A store manager later told Ferguson that everything was caught on video and so he might as well confess. Ferguson was elated — he said video surveillance inside and outside the store would prove he was falsely accused and show he was assaulted without provocation. He asked for copies of the videos but never received any.
Four loss prevention employees were involved in the incident, including one who stood 6 feet tall and weighed 230 pounds, according to police records. None was available to be interviewed — Wal-Mart’s current loss prevention manager said none of them works at the store anymore. Preston is currently on injury leave and could not be reached for comment.
It’s hard to imagine Ferguson being the aggressor against the younger, larger store employees or the big ex-Marine. He said he had never been in a fight, not even as a child, and had never been arrested before then.
Preston’s personnel file depicts a go-getter who “routinely leads team in arrests, citations, and calls answered.” His file contains no substantiated complaints, although he was cited once for “assault by contact” as a high school student 10 years ago.
After spending $4,000 on attorney fees and having court dates postponed time and again, Ferguson agreed to take 36 hours of anger management classes — at $15 per session — in exchange for having the case dismissed. His attorneys told him a trial could cost him another $6,000.
“I cut hair. I don’t make that much money,” he said. “I had already borrowed the $4,000 from my mother to begin with.”
Ferguson asked the police department’s Internal Affairs office to investigate the incident but said he had difficulty getting anyone to return his phone calls. Police spokesman Lt. Dean Sullivan said an Internal Affairs investigation “shows the matter was closed as ‘not sustained’.”

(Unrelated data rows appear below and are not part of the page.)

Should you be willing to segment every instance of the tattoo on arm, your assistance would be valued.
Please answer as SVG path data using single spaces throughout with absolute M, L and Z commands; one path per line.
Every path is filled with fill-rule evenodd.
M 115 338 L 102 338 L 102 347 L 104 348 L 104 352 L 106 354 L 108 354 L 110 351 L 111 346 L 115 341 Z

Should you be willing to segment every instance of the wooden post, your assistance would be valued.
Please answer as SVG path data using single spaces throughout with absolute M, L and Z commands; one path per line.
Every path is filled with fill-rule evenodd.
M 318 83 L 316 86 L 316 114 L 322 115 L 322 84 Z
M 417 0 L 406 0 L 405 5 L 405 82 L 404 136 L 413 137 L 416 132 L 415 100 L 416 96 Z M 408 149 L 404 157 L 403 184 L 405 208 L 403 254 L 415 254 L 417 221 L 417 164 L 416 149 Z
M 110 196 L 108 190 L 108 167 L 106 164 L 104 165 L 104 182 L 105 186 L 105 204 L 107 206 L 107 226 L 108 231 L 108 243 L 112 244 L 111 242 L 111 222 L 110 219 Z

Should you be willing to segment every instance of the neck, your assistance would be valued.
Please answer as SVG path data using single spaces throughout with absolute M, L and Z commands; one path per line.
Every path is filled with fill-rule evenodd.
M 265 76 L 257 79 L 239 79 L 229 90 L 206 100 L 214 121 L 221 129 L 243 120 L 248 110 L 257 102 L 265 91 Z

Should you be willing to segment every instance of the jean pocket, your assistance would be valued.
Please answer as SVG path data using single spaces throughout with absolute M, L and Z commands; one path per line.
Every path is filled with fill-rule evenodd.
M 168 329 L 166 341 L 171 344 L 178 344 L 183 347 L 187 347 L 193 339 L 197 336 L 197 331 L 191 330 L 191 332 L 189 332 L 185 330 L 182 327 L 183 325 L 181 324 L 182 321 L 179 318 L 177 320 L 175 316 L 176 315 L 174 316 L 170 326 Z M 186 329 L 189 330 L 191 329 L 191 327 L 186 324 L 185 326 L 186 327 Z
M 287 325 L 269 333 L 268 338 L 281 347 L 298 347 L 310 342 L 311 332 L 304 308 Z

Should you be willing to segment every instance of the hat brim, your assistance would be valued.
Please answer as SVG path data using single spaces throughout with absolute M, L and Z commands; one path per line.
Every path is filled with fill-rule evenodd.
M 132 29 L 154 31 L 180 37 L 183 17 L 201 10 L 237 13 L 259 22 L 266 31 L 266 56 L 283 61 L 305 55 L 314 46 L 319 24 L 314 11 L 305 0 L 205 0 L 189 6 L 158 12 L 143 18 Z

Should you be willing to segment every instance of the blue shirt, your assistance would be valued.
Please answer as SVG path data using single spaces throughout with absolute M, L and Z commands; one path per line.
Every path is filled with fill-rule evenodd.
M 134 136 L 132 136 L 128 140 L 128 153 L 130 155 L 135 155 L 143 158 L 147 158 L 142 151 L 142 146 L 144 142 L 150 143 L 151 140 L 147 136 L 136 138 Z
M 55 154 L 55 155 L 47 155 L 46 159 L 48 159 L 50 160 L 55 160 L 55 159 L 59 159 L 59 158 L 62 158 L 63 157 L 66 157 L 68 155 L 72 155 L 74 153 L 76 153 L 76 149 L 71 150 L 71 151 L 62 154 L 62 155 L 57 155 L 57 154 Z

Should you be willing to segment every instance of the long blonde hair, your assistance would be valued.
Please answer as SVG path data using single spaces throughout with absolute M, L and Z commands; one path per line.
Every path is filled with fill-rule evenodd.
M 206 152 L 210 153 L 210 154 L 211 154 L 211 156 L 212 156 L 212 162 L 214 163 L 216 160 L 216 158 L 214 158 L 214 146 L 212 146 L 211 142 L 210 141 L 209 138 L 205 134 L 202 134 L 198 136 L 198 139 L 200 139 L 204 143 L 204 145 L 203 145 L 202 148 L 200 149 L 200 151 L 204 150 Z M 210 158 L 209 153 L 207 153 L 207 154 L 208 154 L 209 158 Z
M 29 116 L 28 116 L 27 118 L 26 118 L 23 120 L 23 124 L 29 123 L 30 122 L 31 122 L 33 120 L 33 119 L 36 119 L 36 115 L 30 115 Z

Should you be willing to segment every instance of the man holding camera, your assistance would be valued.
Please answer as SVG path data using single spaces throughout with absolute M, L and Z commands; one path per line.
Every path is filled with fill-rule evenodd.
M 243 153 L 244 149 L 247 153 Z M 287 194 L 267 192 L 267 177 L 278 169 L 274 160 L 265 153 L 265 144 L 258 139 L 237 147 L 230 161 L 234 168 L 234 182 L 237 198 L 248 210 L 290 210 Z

Ferguson filed a civil lawsuit against Wal-Mart for his injuries and won. By the time Ferguson paid his attorneys a third, reimbursed his mother, and added up the money he had spent on medical bills and anger management classes, he had come out ahead by a piddling sum, he said, compared to his physical and emotional suffering. His settlement included a stipulation that he wouldn’t pursue litigation against store employees.
Wal-Mart officials were tight-lipped in the past when Fort Worth Weekly inquired about the Harrington and Brasfield incidents, and the store’s response to inquiries about Ferguson and its policies on security issues was similarly brief. “Unfortunately, I won’t be able to help you since we are unable to comment on settled cases,” said Wal-Mart senior communications manager Sharon Weber. “Also, your generic questions could be directly applied to the settled case, which we aren’t able to comment on.”
After receiving his settlement last year, Ferguson was still haunted by the incident. Feeling that police administrators were more interested in covering up for a fellow officer than in seeking the truth, he decided to share his story with the Weekly.
Looking back, he said, he sees nothing he could have done differently at Wal-Mart that day. He was shopping for his niece and nephew and had used a cell phone to call his sister to ask questions about what they might want. The cell phone was in a belt holster, and Ferguson theorizes that store employees might have seen him reaching for the phone and mistakenly thought he was stashing items in his pants.
“I’ve gone over that in my head so many times,” he said. “If they had just told me what they thought I had done, that might have resolved it, but they never told me who they were or what I had done” until after he’d been manhandled. “They showed me no identification. It was totally messed up.”